The Renault F1 Team’s Chassis Technical Director talks about progress with the R26, ahead of its debut on track next week.
Bob, can you give us an update on
progress with the R26? BB: The team has done a fantastic job so far. The programme for the R26 was very tight, and that put pressure on everybody to rise to the challenge of producing the car on time. However, the car build went smoothly, and we began static testing of the first
chassis here at Enstone before Christmas. We are on time, and that does great credit to the whole team.
What can you learn from static testing? BB: The chassis testing rig allows us to confirm the basic structural characteristics of the car, as well as providing an initial
understanding of its dynamic responses. The car has met our criteria, and we have seen the improvements we hoped for.

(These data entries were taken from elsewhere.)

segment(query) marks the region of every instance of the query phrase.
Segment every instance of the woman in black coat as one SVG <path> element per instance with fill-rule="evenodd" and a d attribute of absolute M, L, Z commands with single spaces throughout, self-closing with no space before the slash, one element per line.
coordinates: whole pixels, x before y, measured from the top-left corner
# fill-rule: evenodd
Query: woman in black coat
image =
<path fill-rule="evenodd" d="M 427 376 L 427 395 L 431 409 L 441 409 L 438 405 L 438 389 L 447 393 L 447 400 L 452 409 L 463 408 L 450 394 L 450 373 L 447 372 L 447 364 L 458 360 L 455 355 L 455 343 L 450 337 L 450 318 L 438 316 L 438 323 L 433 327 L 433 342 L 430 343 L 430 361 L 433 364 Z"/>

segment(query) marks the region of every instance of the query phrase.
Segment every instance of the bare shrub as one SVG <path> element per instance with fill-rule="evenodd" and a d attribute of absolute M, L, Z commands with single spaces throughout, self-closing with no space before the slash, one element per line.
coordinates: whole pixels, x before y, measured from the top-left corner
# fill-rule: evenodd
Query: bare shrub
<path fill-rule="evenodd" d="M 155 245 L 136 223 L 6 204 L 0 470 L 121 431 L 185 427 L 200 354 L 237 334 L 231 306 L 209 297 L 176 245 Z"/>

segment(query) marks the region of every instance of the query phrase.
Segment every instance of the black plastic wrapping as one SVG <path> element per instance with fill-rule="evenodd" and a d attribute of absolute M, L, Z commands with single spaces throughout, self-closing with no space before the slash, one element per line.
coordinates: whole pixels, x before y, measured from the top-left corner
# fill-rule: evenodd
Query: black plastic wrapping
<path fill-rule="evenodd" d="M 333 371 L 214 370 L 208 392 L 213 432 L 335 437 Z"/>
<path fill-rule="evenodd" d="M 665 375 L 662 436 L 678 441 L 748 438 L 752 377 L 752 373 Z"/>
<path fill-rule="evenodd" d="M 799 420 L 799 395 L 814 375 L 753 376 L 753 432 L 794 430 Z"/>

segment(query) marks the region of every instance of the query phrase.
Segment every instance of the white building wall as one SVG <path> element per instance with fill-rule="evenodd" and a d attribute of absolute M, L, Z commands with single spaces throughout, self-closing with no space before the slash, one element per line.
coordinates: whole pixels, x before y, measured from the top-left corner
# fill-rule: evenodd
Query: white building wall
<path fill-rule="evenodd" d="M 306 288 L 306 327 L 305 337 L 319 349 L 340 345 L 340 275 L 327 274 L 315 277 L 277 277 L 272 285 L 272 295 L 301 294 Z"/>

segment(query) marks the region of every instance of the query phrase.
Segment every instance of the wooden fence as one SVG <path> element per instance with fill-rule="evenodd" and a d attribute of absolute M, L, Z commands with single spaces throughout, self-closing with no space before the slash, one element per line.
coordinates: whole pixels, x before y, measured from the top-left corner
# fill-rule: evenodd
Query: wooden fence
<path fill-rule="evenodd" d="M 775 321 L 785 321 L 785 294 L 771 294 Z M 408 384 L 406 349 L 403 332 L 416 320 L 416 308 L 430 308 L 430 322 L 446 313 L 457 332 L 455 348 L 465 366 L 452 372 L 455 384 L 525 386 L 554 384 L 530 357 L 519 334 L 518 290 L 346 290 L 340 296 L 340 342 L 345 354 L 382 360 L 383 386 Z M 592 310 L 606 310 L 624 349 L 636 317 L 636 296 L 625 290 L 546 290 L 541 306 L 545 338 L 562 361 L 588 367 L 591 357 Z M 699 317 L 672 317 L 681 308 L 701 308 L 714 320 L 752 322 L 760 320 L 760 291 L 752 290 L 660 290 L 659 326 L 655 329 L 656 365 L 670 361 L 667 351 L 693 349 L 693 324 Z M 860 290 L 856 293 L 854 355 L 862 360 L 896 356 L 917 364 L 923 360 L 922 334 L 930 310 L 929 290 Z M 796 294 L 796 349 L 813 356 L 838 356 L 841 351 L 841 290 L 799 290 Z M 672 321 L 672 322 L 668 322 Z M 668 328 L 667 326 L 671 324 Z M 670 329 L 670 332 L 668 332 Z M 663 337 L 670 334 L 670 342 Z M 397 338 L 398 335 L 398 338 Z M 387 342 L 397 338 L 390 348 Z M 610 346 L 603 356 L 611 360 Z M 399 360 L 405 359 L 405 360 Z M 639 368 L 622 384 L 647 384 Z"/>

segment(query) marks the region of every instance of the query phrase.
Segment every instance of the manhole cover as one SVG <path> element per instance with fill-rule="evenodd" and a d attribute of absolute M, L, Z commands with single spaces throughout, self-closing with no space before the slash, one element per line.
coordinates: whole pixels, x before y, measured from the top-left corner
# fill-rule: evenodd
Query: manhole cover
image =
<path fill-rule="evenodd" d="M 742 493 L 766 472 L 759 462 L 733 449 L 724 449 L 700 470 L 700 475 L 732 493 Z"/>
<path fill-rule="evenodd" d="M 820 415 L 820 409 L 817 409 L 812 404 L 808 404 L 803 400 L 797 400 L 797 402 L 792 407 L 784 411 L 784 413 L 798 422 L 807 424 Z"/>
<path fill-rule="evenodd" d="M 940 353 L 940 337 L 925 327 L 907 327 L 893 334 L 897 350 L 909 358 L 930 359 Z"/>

Before Christmas, the team tested with a restricted V10 engine in the R25 chassis, rather than running a hybrid car. What did you learn? BB: When it comes
to winter testing, there is no single, right answer – only a correct solution for each different set of circumstances, which vary for every team. Running with a restricted V10 until the New Year, and then bringing out the definitive package very early, was the best option for Renault. Our
testing went very well, we ran reliably and learned a lot, particularly about the differences in chassis set-up for 2006.
How is the atmosphere within the team at the moment? BB: We are all excited about starting work with the new car. Our figures from the wind tunnel are
good, the engine has given strong results in terms of performance and reliability over Christmas, so we now want to start learning about the R26 on the track. The focus has been on getting the car out early to maximise our mileage ahead of the opening race, and ensure it is fully reliable
for Bahrain. We have a busy two months ahead, but it is a challenge we relish.